Muchos saludos desde la soleada costa del mar Negro. Hemos llegado bien. Hace buen tiempo. La comida es buena. El restaurante está en los bajos del hotel, y la playa queda al lado mismo.
Y mamá tiene que cargar siempre con sus bigudís, y su bata de casa, y sus chinelas con borlas de seda, y el pijama de papá.
Papá es el único comensal con traje y corbata en el restaurante. Y es que mamá lo quiere así.
La comida ya está sobre la mesa y humea y humea, y la camarera es otra vez demasiado amable con papá; por algo será. Y a mamá se le ensombrece la cara y la nariz empieza a destilarle, y a mamá se le hincha una vena en el cuello y un mechón de pelo le cae sobre los ojos y le empieza a temblar la boca, y mamá hunde su cuchara en la sopa hasta el fondo.
Papá se encoge de hombros, sigue mirando a la camarera y derrama la cucharada de sopa en el camino a su boca, pese a lo cual frunce los labios ante la cuchara vacía y sorbe y se mete la cuchara en la boca hasta el mango. La frente le suda a papá.
Pero el pequeño ya ha volcado el vaso y el agua gotea al suelo por el vestido de mamá, y él se ha metido la cuchara en el zapato y ya ha sacado las flores del florero y las ha desparramado sobre la ensalada de lechuga.

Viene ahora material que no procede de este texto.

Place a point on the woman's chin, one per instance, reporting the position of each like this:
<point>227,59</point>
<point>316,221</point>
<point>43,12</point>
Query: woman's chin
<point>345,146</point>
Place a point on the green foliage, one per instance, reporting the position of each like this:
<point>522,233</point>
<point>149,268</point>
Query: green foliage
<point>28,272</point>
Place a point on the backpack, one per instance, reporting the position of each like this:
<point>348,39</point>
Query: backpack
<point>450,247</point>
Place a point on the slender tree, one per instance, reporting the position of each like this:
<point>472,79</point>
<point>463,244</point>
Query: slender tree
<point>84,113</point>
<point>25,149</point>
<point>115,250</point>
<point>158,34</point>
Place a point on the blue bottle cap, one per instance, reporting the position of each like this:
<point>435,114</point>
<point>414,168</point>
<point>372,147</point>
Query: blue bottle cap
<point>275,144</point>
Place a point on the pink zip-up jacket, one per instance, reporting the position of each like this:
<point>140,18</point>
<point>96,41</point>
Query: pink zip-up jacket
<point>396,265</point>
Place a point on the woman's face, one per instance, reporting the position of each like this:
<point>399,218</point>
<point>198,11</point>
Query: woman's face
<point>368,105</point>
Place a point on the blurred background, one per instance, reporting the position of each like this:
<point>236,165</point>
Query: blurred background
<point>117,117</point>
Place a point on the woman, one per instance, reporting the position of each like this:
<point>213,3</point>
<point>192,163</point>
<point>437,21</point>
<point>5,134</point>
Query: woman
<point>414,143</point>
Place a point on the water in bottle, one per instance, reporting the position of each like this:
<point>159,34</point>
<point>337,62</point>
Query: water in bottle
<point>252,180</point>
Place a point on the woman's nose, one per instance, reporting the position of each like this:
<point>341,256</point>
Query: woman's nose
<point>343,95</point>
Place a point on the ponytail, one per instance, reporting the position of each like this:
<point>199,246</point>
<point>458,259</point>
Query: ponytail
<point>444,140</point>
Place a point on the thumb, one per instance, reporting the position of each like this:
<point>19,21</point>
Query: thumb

A papá se le agota la paciencia y los ojos se le ponen fríos y lechosos, y a mamá los ojos se le hinchan y enrojecen. Oye, que al fin y al cabo es tan hijo tuyo como mío. Y mamá, papá y el pequeño pasan, al salir, junto al puesto de cerveza.
Papá aminora el paso, pero mamá le dice que tomarse una cerveza ahora ni hablar, no, eso sí que ni hablar.
Y papá aborrece a ese niño que ya el primer día se pone rojo como un cangrejo por efecto del sol, y oye a sus espaldas el paso cansino de mamá, y sabe, sin volverse, que esos zapatos también le aprietan, que la carne también se le desborda de ese par como de todos los demás pares, que no hay en el mundo zapatos lo suficientemente anchos para sus pies, para su dedo pequeño, siempre encorvado, escoriado y vendado.
Mamá tira con fuerza del pequeño hacia ella y murmura una frase tan larga como el camino, que las camareras son todas unas putas, gente de lo peor, pobres diablas que nunca llegan a nada en este mundo. El pequeño rompe a llorar y se cuelga de ella y se deja caer al suelo, y las huellas de los dedos de mamá en sus mejillas tienen un brillo aún más rojo que el de la erisipela.
Mama no encuentra las llaves de la habitación y vacía su bolso, y papá hace una mueca de asco al ver el monedero pringoso, los billetes siempre arrugados, el peine viscoso, los pañuelos eternamente humedecidos.
Por fin aparecen las llaves en el bolsillo de la americana de papá, y a mamá se le humedecen los ojos, y se agacha y rompe a llorar.
Y la luz tiembla, y la puerta no cierra bien, y el ascensor se para. Papá olvida al niño en el ascensor. Mamá martillea la puerta de la habitación con ambas manos.
Luego viene la siestecita.
Papá suda y ronca, papá se echa boca abajo, papá entierra la cara en la almohada y la mancha con saliva mientras sueña. El pequeño tira de su manta, agita los pies, frunce el entrecejo y recita en sueños el poema de la ceremonia de clausura en el parvulario. Mamá yace despierta e inmóvil entre las sábanas mal lavadas, bajo el cielo raso mal blanqueado, tras los cristales mal lavados de las ventanas. Sobre la silla reposan sus labores de punto.
Mamá teje un brazo. Mamá teje la espalda. Mamá teje el cuello, mamá teje un ojal en el cuello.
Mamá escribe una postal: aquí se ve el hotel donde estamos alojados. He marcado nuestra ventana con una crucecita. La otra cruz, más abajo, sobre la arena, señala el sitio donde siempre tomamos el sol.
Bajamos cada mañana muy temprano para ser los primeros y que nadie nos quite el sitio.
En tierras bajas, Herta Müller, 1982.